Lynda Todd wants you to touch the canvases in her new art exhibition — especially if you can’t see them.

The legally blind artist from Peterborough, Ont., learned to paint in 2019. She has since received several awards, including the 2021 Spirit of the Hills Art Award and the 2022 Gordon and Arbie Holnbeck Award, for incorporating disability advocacy into her art.

The most recent example of her advocacy is the exhibition, TAP: Please Touch, which was on view at Peterborough’s Dreams of Beans Café for the month of September. The paintings include 3D models of butterflies, clouds and other typically visual elements that viewers are invited to touch.

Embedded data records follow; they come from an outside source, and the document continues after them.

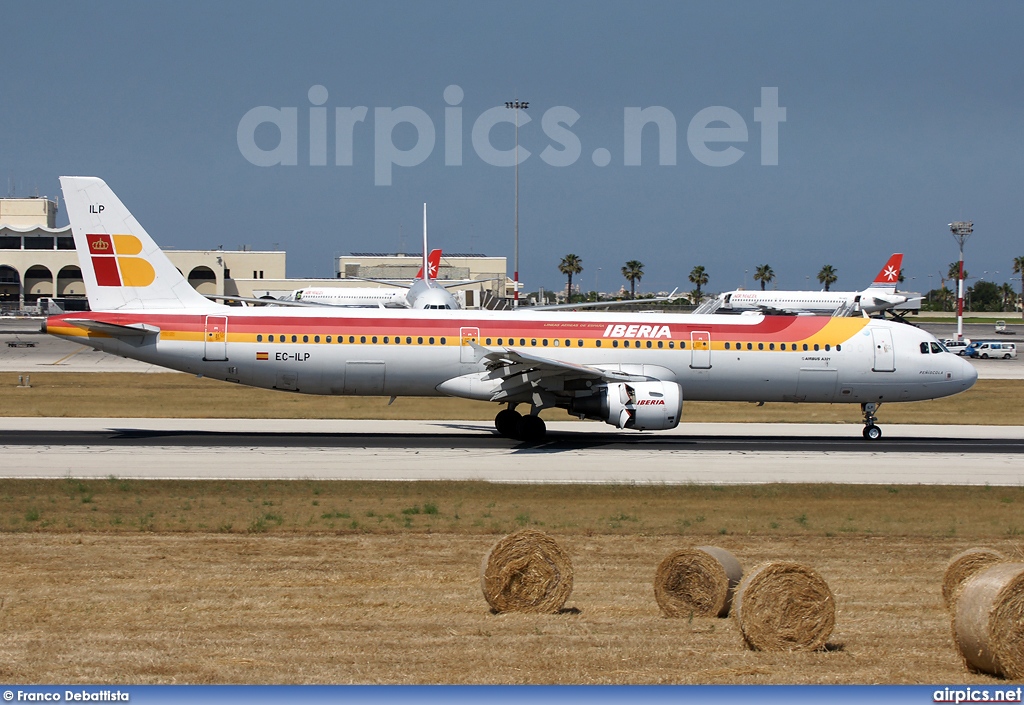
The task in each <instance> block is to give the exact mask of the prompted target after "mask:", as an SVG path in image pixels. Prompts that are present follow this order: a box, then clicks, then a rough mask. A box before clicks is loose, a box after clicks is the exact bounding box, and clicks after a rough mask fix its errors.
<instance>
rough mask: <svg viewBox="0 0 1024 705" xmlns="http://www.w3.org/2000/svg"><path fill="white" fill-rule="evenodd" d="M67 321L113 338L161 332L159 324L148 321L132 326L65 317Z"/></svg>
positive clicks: (84, 328)
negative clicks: (151, 323)
mask: <svg viewBox="0 0 1024 705" xmlns="http://www.w3.org/2000/svg"><path fill="white" fill-rule="evenodd" d="M65 321H66V322H68V323H70V324H72V325H75V326H78V327H79V328H84V329H86V330H87V331H92V332H93V333H102V334H103V335H109V336H111V337H112V338H144V337H145V336H147V335H156V334H157V333H159V332H160V328H158V327H157V326H151V325H150V324H147V323H135V324H132V325H130V326H122V325H119V324H116V323H104V322H103V321H94V320H92V319H65Z"/></svg>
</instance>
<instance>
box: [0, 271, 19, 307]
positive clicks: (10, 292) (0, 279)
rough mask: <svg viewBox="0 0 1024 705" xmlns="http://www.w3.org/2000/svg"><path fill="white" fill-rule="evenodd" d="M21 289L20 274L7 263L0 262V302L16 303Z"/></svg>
mask: <svg viewBox="0 0 1024 705" xmlns="http://www.w3.org/2000/svg"><path fill="white" fill-rule="evenodd" d="M20 291H22V276H20V275H19V274H17V269H15V268H14V267H12V266H10V265H9V264H0V302H3V303H17V299H18V295H19V294H20Z"/></svg>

Todd said she wanted to design the exhibition to be accessible to people with visual impairment. The title of each work was displayed in large letters and in braille next to each canvas. Sighted guides were on hand to describe the colours, shapes and characters of each piece to visitors.

“I know what it’s like to not be able to see things. They may go by too fast or be too small, or often in galleries artwork might be a few feet behind a roped off area. You’re missing out on so much.” 

To make this exhibition, Todd had to teach herself to combine paint with other mediums, including resin and modelling paste. She said she also had to come up with new strategies to accommodate her own partial colour-blindness. “I label the containers I’m using because even though I may see red in the moment, an hour from now – especially if I’m more tired – I won’t be able to tell that it’s red.”

Lynda Todd is a legally blind Peterborough, Ont., artist who makes are accessible to those with visual impairment. [Photo courtesy Lynda Todd]

Todd hopes her art will motivate more exhibitions to provide similar accommodations in the future since it can also benefit sighted people. 

“They got as much enjoyment from being able to touch it. … It was like a freedom they’ve never had before, because everyone has always been trained not to touch art in galleries,” she said.

Jennifer Kirkpatrick went to the exhibition as a sighted guide for her aunt Christel Galachiuk, who has been blind for 50 years. She also volunteered as a sighted guide and helped four other groups experience the canvases. 

“I’ve always been very partial to anything I can do to help people with disabilities,” she said. “It also made me look much closer at the art. It made me realize how exciting it must be for them to have the same experience I could have.”

Kirkpatrick said even though she has good vision and can experience the paintings visually, being able to feel them was a new experience. For her, it made the art feel more real. 

“There are salmon with their tails curled and butterflies with their wings at different angles. All the plaster and paperwork makes it so textured,” she said. “It’s not something everyone has thought of, which seems crazy now that I’ve seen it.”

Christel Galachiuk said she was especially impressed by the spread wings and antennae of the butterflies. She said the whole gallery was “awesome” and she says she has grown to like a lot of Todd’s work because of its accessibility. Galachiuk hopes other art galleries will take note.

“You can’t touch everything in other galleries because most of it is paintings. They’re like museums,” she said. “If galleries had somebody who could take you and explain it to you, I’d probably go to more.”

The exhibition opened at the Quinte Arts Council Gallery in Belleville on Oct. 5.